In the unlikely event that the amount of intercompany deposit and non-deposit third party liabilities at JPMorgan Chase Bank, N.A. are insufficient to recapitalize it, the Resolution Plan contemplates that the Firm would decrease the size of its consolidated balance sheet until it is adequately capitalized by divesting any of our lines of business, any of the twenty-five material legal entities which are significant to the activities of the Firm’s core business lines, or any other divestiture opportunity that presented itself to the Firm in resolution. The Firm believes that its core business lines and critical operations are highly attractive businesses. Many of them are global leaders and top competitors in the products and markets in which they have chosen to compete. As a result, each business unit would have multiple, diverse and not necessarily overlapping potential buyers.
*** Again the text is a little dull but I actually really admire its thoroughgoing petulance. “This is a stupid waste of time and we’re only doing it because you stupid people told us to do this stupid thing with these stupid assumptions,” it says, in every sentence. Pages 30-31:
While Goldman Sachs has previously submitted a recovery plan to our Supervisors, this is the first submission of our Resolution Plan.
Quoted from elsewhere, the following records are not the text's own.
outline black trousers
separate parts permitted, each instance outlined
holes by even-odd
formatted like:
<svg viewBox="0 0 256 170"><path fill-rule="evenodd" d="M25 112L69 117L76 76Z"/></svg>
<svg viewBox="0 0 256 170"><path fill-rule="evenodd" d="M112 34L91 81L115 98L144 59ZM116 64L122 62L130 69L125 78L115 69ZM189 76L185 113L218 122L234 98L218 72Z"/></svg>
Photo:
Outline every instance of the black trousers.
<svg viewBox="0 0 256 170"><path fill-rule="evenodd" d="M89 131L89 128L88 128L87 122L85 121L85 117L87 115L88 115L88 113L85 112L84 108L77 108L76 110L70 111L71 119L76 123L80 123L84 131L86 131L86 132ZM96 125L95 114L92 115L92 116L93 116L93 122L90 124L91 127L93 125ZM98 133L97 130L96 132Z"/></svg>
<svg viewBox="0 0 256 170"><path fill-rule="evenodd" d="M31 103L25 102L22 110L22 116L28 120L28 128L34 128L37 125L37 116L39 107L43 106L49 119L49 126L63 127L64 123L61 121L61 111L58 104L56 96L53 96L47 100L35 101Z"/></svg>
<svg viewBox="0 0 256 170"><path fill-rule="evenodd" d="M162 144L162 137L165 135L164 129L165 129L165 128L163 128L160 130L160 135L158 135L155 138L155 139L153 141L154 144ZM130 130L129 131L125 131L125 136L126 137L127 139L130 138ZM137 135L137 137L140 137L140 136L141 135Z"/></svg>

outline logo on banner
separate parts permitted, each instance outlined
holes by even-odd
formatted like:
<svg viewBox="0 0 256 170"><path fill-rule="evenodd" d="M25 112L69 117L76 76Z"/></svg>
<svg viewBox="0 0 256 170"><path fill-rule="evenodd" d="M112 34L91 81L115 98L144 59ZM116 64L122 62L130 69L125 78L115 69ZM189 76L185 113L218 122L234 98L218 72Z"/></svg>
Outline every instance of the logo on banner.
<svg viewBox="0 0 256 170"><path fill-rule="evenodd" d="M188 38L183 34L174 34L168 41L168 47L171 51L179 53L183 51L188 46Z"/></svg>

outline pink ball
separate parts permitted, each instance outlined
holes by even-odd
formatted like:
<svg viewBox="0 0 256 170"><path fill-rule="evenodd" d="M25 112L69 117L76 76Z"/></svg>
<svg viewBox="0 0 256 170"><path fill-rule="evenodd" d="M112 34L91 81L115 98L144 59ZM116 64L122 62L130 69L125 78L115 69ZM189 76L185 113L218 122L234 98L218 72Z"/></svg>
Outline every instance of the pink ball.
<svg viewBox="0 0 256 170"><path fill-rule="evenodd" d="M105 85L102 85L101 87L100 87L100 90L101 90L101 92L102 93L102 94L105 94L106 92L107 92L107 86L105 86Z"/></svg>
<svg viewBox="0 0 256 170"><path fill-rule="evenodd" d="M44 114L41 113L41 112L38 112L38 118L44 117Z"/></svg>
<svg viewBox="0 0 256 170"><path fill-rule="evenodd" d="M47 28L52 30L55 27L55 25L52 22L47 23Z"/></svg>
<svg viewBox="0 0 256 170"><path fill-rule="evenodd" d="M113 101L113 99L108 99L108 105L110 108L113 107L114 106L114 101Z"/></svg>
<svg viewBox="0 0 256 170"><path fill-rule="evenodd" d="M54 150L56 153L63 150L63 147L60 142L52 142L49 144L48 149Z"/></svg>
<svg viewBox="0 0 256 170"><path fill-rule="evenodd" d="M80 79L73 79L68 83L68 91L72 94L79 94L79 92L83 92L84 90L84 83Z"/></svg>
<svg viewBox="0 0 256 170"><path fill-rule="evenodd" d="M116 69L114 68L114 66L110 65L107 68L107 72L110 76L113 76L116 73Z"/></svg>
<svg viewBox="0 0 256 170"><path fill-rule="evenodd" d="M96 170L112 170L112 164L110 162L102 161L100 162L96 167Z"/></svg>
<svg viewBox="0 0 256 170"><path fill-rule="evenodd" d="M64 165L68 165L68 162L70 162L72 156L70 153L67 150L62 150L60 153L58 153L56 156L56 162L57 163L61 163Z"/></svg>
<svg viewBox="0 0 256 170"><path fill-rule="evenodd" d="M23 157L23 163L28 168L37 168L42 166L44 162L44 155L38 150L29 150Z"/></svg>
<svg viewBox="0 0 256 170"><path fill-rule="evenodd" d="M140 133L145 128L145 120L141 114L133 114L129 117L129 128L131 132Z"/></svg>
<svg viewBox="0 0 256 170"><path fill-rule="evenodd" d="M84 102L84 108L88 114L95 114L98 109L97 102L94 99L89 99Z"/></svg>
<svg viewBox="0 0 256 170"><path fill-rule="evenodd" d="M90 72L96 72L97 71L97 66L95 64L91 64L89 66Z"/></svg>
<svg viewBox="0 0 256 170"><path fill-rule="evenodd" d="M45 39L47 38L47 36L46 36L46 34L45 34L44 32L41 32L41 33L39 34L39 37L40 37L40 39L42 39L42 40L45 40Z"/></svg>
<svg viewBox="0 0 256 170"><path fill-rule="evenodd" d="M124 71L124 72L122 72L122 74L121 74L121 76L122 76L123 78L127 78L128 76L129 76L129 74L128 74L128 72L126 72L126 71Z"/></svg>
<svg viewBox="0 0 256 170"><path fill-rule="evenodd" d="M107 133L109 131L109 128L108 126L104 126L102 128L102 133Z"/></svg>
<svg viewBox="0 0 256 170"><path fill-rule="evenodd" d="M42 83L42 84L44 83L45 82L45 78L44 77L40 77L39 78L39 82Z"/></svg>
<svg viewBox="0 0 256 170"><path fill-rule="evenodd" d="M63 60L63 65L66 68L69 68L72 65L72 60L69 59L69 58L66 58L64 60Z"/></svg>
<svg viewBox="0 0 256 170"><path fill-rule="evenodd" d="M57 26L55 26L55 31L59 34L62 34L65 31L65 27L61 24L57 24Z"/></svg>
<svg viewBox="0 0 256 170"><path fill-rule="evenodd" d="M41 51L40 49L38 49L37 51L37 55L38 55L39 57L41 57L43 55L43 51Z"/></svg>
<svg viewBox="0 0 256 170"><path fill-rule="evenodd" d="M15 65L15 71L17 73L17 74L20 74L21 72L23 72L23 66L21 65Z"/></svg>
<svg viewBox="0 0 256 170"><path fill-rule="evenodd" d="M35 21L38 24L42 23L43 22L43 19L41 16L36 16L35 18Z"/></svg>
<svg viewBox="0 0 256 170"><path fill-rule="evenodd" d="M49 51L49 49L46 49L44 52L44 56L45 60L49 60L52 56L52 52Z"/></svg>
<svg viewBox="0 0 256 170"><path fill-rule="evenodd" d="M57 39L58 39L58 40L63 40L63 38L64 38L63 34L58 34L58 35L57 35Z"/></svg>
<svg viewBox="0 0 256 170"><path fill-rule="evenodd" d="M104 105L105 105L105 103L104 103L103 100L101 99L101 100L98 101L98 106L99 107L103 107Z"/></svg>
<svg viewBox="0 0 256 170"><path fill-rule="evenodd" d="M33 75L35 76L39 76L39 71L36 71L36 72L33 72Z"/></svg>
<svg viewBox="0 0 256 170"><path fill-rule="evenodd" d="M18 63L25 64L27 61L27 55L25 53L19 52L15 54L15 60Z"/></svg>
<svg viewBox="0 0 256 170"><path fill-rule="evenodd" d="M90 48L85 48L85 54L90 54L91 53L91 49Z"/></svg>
Supervisors have set out a specific approach to developing a resolution plan for firms such as GS Group. This approach includes an iterative process (i.e., submission then feedback over a period of time with changed assumptions for future years’ submissions). It is important to note that this initial submission of our Resolution Plan is also based upon specific guidance and baseline assumptions provided to us by our Supervisors. Additionally, and in accordance with the Final Rule and Dodd-Frank, our Resolution Plan assumes no extraordinary government support and further assumes that the Firm is resolved under the U.S. Bankruptcy Code and other applicable liquidation proceedings.
Specifically, our Resolution Plan has been prepared with the following baseline assumptions provided to us by our Supervisors:
– Sudden, idiosyncratic material financial distress at GS Group with no previous disruption to the markets
– All Material Entities of GS Group have entered some form of bankruptcy
– Markets are functioning normally
– Other market participants are assumed to be in good financial condition
– Funding markets are open for other market participants
– No extraordinary government support
The circumstances leading to the failure of a systemically important financial institution will likely be different than the specific assumptions listed above, and we expect that future submissions of our Resolution Plan will include other conditions and may have different assumptions. These changes might materially alter the specific choices undertaken as part of a resolution process. We would also expect future iterations of our plan may include consideration of potential actions under the FDIC’s Orderly Liquidation Authority and other supervisory approaches contemplated by the relevant statutes.